Maple gives the following as the ode type
[[_2nd_order, _exact, _linear, _homogeneous]]
\[ \boxed {\left (x^{2}-1\right ) y^{\prime \prime }-2 \left (v -1\right ) x y^{\prime }-2 y v=0} \]
Integrating both sides of the ODE w.r.t \(x\) gives \begin {align*} \int \left (\left (x^{2}-1\right ) y^{\prime \prime }+\left (-2 x v +2 x \right ) y^{\prime }-2 y v \right )d x &= 0 \\ -2 x v y+\left (x^{2}-1\right ) y^{\prime } = c_{1} \end {align*}
Which is now solved for \(y\).
Entering Linear first order ODE solver.
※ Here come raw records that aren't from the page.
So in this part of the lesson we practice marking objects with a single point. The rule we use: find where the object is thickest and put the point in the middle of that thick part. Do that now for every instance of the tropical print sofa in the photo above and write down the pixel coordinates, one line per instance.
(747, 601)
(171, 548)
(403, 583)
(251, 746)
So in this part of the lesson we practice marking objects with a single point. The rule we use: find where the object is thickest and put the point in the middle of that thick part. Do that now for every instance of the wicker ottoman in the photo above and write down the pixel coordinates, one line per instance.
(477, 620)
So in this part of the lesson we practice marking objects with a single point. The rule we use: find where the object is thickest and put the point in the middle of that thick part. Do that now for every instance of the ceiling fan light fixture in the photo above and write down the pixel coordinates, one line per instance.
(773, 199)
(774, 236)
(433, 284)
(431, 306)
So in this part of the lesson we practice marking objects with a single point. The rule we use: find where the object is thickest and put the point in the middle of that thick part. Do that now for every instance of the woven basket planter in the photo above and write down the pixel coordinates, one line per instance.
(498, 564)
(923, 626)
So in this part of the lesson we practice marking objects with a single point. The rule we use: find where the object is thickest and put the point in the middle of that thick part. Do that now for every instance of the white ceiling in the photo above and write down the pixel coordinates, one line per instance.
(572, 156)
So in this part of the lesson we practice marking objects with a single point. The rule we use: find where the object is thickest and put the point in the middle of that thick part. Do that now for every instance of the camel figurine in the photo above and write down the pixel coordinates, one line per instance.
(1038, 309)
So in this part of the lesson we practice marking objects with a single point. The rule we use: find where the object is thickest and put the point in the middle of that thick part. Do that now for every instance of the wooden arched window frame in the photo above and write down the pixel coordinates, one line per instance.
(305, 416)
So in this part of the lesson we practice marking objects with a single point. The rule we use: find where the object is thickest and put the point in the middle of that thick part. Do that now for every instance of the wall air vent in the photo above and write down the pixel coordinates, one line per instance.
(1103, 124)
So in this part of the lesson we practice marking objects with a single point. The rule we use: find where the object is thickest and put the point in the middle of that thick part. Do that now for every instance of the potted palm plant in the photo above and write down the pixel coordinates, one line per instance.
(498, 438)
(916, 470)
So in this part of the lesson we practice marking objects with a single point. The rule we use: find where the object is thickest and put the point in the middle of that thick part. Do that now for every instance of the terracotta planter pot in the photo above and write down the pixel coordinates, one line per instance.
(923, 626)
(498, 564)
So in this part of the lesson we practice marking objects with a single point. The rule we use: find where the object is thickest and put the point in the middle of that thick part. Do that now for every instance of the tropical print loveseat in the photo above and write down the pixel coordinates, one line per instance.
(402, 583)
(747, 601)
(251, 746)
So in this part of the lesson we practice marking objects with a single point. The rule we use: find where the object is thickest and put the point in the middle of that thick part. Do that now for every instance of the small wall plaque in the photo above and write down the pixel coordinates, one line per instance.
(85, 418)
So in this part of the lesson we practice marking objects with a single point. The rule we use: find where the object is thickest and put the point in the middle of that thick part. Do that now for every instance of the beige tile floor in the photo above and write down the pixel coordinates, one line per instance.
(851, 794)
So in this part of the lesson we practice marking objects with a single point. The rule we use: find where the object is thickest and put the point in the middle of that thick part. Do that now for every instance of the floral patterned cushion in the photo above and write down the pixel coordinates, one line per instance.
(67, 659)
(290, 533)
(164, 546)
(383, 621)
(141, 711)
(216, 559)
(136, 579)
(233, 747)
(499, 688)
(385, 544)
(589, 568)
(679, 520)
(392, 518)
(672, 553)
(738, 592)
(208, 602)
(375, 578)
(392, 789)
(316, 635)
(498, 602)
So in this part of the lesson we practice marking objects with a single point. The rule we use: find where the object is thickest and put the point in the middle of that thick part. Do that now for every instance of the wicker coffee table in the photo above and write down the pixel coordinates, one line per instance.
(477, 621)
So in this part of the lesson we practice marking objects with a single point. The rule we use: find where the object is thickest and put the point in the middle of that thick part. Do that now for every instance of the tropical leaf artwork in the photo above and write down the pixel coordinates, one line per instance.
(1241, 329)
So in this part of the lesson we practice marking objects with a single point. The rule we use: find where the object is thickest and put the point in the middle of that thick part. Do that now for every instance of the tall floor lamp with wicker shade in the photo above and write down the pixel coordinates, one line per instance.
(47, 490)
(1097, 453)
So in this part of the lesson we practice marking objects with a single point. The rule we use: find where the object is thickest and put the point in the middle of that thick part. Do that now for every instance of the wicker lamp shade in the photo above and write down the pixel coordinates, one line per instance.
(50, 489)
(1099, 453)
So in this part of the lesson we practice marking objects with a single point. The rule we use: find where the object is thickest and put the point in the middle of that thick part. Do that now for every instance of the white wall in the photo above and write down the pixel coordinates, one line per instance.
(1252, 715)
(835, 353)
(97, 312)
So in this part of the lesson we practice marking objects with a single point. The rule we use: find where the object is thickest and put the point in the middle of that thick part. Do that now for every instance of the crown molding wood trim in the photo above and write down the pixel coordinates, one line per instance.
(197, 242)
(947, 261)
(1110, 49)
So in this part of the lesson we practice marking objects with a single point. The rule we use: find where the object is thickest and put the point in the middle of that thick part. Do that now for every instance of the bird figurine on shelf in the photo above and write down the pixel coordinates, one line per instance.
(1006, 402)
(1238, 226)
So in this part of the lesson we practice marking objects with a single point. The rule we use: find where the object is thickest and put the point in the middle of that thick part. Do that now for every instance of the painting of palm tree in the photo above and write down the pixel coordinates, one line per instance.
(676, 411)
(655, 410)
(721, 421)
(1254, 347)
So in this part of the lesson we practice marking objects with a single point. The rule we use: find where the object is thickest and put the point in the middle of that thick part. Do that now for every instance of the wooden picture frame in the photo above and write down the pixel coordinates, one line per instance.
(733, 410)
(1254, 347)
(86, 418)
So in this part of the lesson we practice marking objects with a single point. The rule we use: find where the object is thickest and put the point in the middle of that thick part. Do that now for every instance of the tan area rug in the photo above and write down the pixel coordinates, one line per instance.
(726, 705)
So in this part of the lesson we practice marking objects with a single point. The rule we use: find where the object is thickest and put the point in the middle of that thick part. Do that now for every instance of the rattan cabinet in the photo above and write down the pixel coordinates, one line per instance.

In canonical form a linear first order is \begin {align*} y^{\prime } + p(x)y &= q(x) \end {align*}
Where here \begin {align*} p(x) &=-\frac {2 x v}{x^{2}-1}\\ q(x) &=\frac {c_{1}}{x^{2}-1} \end {align*}
Hence the ode is \begin {align*} y^{\prime }-\frac {2 x v y}{x^{2}-1} = \frac {c_{1}}{x^{2}-1} \end {align*}
The integrating factor \(\mu \) is \begin{align*} \mu &= {\mathrm e}^{\int -\frac {2 x v}{x^{2}-1}d x} \\ &= {\mathrm e}^{-v \ln \left (x +1\right )-v \ln \left (x -1\right )} \\ \end{align*} Which simplifies to \[ \mu = \left (x +1\right )^{-v} \left (x -1\right )^{-v} \] The ode becomes \begin {align*} \frac {\mathop {\mathrm {d}}}{ \mathop {\mathrm {d}x}}\left ( \mu y\right ) &= \left (\mu \right ) \left (\frac {c_{1}}{x^{2}-1}\right ) \\ \frac {\mathop {\mathrm {d}}}{ \mathop {\mathrm {d}x}} \left (\left (x +1\right )^{-v} \left (x -1\right )^{-v} y\right ) &= \left (\left (x +1\right )^{-v} \left (x -1\right )^{-v}\right ) \left (\frac {c_{1}}{x^{2}-1}\right )\\ \mathrm {d} \left (\left (x +1\right )^{-v} \left (x -1\right )^{-v} y\right ) &= \left (\frac {c_{1} \left (x +1\right )^{-v} \left (x -1\right )^{-v}}{x^{2}-1}\right )\, \mathrm {d} x \end {align*}
Integrating gives \begin {align*} \left (x +1\right )^{-v} \left (x -1\right )^{-v} y &= \int {\frac {c_{1} \left (x +1\right )^{-v} \left (x -1\right )^{-v}}{x^{2}-1}\,\mathrm {d} x}\\ \left (x +1\right )^{-v} \left (x -1\right )^{-v} y &= \int \frac {c_{1} \left (x +1\right )^{-v} \left (x -1\right )^{-v}}{x^{2}-1}d x + c_{2} \end {align*}
Dividing both sides by the integrating factor \(\mu =\left (x +1\right )^{-v} \left (x -1\right )^{-v}\) results in \begin {align*} y &= \left (x -1\right )^{v} \left (x +1\right )^{v} \left (\int \frac {c_{1} \left (x +1\right )^{-v} \left (x -1\right )^{-v}}{x^{2}-1}d x \right )+c_{2} \left (x -1\right )^{v} \left (x +1\right )^{v} \end {align*}
which simplifies to \begin {align*} y &= \left (x -1\right )^{v} \left (x +1\right )^{v} \left (c_{1} \left (\int \frac {\left (x +1\right )^{-v} \left (x -1\right )^{-v}}{x^{2}-1}d x \right )+c_{2} \right ) \end {align*}
Summary
The solution(s) found are the following \begin{align*} \tag{1} y &= \left (x -1\right )^{v} \left (x +1\right )^{v} \left (c_{1} \left (\int \frac {\left (x +1\right )^{-v} \left (x -1\right )^{-v}}{x^{2}-1}d x \right )+c_{2} \right ) \\ \end{align*}
Verification of solutions
\[ y = \left (x -1\right )^{v} \left (x +1\right )^{v} \left (c_{1} \left (\int \frac {\left (x +1\right )^{-v} \left (x -1\right )^{-v}}{x^{2}-1}d x \right )+c_{2} \right ) \] Verified OK.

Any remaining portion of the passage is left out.